Former Treasury Secretary Lawrence Summers said that the US economy is still facing a recession this year, despite encouraging news in recent weeks.

(Bloomberg) — Former Treasury Secretary Lawrence Summers said that the US economy is still facing a recession this year, despite encouraging news in recent weeks.

“One has to be careful of false dawns,” Summers told Bloomberg Television’s “Wall Street Week” with David Westin. “I would stick with my view that a recession this year is more likely than not.”

Summers spoke a day after the latest US consumer-price index report showed a further slowdown in inflation to a 6.5% annual rate, the lowest since October 2021. He noted that evidence of “wage restraint” in the wake of a slowdown in earnings gains in December was “part of the good news” lately. 

The Harvard University professor and paid contributor to Bloomberg Television has for some time predicted that a recession would be necessary to bring US inflation down toward the Federal Reserve’s 2% target.

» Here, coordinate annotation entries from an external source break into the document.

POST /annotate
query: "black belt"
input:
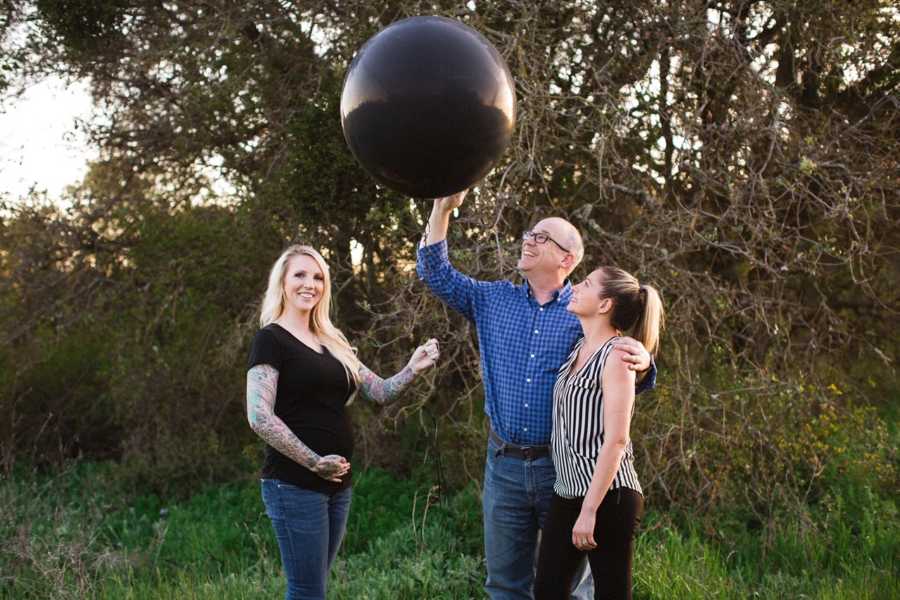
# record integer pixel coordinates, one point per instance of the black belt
(524, 452)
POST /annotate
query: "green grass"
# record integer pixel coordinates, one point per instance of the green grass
(78, 535)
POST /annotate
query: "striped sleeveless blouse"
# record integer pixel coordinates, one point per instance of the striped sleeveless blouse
(578, 427)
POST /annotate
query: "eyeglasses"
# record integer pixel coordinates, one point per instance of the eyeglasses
(541, 238)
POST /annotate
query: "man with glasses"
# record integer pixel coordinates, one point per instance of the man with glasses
(525, 334)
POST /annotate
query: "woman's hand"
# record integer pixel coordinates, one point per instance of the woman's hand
(331, 467)
(583, 532)
(424, 356)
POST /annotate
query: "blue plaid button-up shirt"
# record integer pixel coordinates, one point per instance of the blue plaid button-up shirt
(522, 344)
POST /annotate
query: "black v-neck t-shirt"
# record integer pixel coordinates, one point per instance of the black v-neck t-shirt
(310, 398)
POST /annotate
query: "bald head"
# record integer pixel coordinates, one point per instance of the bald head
(566, 234)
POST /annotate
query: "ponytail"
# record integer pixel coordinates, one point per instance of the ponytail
(637, 309)
(650, 319)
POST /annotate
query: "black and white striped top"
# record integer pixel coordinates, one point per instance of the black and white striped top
(578, 427)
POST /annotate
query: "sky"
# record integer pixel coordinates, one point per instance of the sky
(40, 144)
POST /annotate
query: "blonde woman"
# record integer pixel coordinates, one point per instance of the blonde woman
(302, 374)
(597, 500)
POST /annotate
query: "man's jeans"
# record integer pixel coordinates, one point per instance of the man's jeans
(309, 527)
(517, 495)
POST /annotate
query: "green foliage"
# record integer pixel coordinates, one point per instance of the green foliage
(742, 157)
(81, 534)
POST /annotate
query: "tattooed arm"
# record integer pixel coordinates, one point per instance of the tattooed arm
(262, 383)
(382, 390)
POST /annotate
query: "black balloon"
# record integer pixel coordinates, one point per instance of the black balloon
(428, 106)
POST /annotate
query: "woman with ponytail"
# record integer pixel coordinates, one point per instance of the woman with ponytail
(597, 500)
(302, 373)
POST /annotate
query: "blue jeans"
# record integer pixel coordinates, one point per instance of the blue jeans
(309, 527)
(516, 503)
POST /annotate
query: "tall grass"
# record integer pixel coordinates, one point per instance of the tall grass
(78, 535)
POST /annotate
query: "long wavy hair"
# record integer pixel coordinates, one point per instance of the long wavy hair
(274, 302)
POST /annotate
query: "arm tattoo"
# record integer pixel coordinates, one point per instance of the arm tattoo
(262, 382)
(382, 390)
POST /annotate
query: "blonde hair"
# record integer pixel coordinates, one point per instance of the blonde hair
(637, 309)
(273, 304)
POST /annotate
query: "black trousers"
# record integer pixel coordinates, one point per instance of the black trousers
(617, 518)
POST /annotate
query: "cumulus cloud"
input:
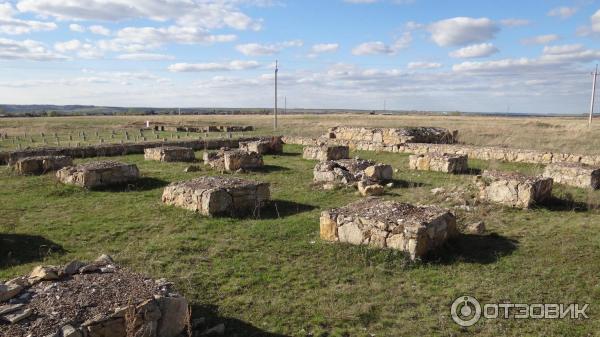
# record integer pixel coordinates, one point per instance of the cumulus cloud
(257, 49)
(515, 22)
(214, 66)
(474, 51)
(100, 30)
(424, 65)
(563, 12)
(196, 13)
(540, 39)
(26, 50)
(325, 48)
(461, 31)
(76, 28)
(13, 26)
(145, 57)
(380, 48)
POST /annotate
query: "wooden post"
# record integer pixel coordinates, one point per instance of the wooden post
(594, 75)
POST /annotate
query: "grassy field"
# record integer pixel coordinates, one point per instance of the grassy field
(554, 134)
(273, 276)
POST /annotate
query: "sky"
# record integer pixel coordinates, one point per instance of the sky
(528, 56)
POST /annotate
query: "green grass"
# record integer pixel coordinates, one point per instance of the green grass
(274, 276)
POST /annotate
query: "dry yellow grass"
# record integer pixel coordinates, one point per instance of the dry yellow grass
(548, 133)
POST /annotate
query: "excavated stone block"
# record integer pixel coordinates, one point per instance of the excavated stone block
(514, 189)
(41, 164)
(393, 136)
(440, 162)
(326, 152)
(98, 174)
(169, 154)
(416, 230)
(574, 174)
(272, 145)
(233, 160)
(349, 171)
(218, 195)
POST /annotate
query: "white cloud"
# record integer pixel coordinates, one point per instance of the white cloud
(563, 12)
(424, 65)
(76, 28)
(474, 51)
(372, 48)
(380, 48)
(202, 14)
(100, 30)
(257, 49)
(325, 48)
(540, 39)
(515, 22)
(26, 50)
(460, 31)
(145, 57)
(13, 26)
(79, 48)
(563, 49)
(213, 66)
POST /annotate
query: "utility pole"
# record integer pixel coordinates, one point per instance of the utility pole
(276, 70)
(594, 75)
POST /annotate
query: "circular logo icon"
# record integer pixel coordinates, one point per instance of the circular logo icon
(466, 311)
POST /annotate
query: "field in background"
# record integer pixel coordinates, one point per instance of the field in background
(548, 133)
(272, 276)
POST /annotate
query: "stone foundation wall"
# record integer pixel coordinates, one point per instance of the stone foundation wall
(98, 174)
(218, 195)
(266, 145)
(169, 154)
(326, 152)
(440, 162)
(41, 164)
(514, 189)
(574, 174)
(393, 135)
(232, 160)
(473, 152)
(389, 224)
(110, 150)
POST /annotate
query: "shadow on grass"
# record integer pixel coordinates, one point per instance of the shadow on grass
(470, 248)
(283, 208)
(16, 249)
(234, 327)
(142, 184)
(565, 204)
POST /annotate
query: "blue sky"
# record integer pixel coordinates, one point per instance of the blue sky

The Fed’s job in raising interest rates to damp inflation is now approaching an end, Summers predicted.

Fed Expectations

“It’s a little bit premature at this point to be thinking about pausing, but we’re getting much closer to that day,” he said. But “I don’t think we have to make a definite decision beyond February” at this point, he said.

Fed policymakers are expected to hike their key rate by 25 basis points on Feb. 1, futures trading shows. That would be a further step down in the pace of increases after a 50 basis-point move in December and four boosts of 75 before that. Futures suggest one final quarter-point hike in the spring.

“The more optimistic possibilities” of averting an economic downturn look “more plausible today than they did several months ago,” Summers said. At the same time, consumer-price gains in excess of 6% are “still inconceivably high” compared with the pre-pandemic period, he said.

A key gauge to monitor will be the employment cost index for the final quarter of the 2022, Summers said. The ECI — a broader measure of labor costs than the monthly hourly earnings indicator — is the “gold standard” of such indicators, he said.

That report is due Jan. 31, a day before the Fed announces its next rate decision. In the first quarter of last year, the ECI rose by the most on record in data going back to 1997.

As lawmakers gird for what’s set to be an intense political battle to raise the federal US debt limit, the former Treasury chief blasted such fights as the “dumbest” debates in Washington. Republicans in the House, a chamber they now control, have warned that they’ll insist on spending cuts in return for raising the ceiling and averting a US payments default.

Read More: ‘Doomsday Clocks’ Likely Needed Before Congress Hikes Debt Limit

“A default would be a catastrophe — it would mean higher borrowing costs forever,” Summers warned.

That said, he called for a debate on underlying US fiscal policy, given the likely need to “very substantially” boost national-security spending in coming years, along with challenges including rising healthcare costs.

“We are going to have to look at the revenue base of the federal government,” he said. “That will involve some quite fundamental debates.”

(Updates with comments on debt-limit debate starting in last four paragraphs.)